Beitrag von Alphonse Elric »

Ich glaube, wenn das ein anderer Politiker gefordert hätte, wäre es auch zur Entfernung gekommen.
Es ist halt so das die Sozialministerin aus der Türkei stammt, und die Bürger ein falsches Bild davon kriegen, wenn es eine aus der Türkei stammende Politikerin fordert.

Welche Religion ist in der Türkei? ... Thats right!

Vor paar jahren gab es eine Diskussion über die kopftücher und nun die Entfernung von religiöse Symbolen von den Schulen und öff. Gebäude.
Vor ein paar Wochen forderte der türkische Präsident, das türkisch in deutschen schulen unterrichtet wird.

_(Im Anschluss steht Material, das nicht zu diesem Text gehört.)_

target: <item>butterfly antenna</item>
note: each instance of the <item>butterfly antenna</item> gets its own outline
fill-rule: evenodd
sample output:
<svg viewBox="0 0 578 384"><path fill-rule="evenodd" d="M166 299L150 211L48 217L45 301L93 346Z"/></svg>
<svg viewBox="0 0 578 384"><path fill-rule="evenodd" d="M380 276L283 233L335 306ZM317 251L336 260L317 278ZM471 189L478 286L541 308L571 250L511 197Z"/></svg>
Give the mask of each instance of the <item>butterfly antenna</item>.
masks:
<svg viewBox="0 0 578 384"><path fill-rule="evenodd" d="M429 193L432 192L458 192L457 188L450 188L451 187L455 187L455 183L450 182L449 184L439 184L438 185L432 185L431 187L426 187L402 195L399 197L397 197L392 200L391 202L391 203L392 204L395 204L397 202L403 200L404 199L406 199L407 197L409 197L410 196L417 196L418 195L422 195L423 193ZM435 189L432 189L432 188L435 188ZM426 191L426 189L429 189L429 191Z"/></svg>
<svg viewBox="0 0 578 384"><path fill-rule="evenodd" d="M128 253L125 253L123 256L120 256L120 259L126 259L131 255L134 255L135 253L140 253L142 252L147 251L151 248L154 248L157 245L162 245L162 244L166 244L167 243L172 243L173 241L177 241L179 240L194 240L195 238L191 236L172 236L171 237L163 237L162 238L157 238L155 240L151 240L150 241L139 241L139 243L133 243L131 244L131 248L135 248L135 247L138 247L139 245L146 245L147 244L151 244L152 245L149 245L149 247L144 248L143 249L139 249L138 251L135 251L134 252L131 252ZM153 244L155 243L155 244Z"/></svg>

Es zwingt keiner die Menschen hier in Deutschland zu bleiben, Sie werden auch nicht gezwungen zurück zu gehen in die Türkei, aber es kommt eine Forderung nach der anderen.

Darum denke ich, ist die Politikerin nicht auf Zustimmung grad in ihrer Partei gestoßen.

Meine persönliche Meinung zu diesen Thema ist, entfernt die religiöse Gegenstände!
Ich sehe es wie Anti, die Religion hat in Deutschland für die meisten Menschen kein Wert.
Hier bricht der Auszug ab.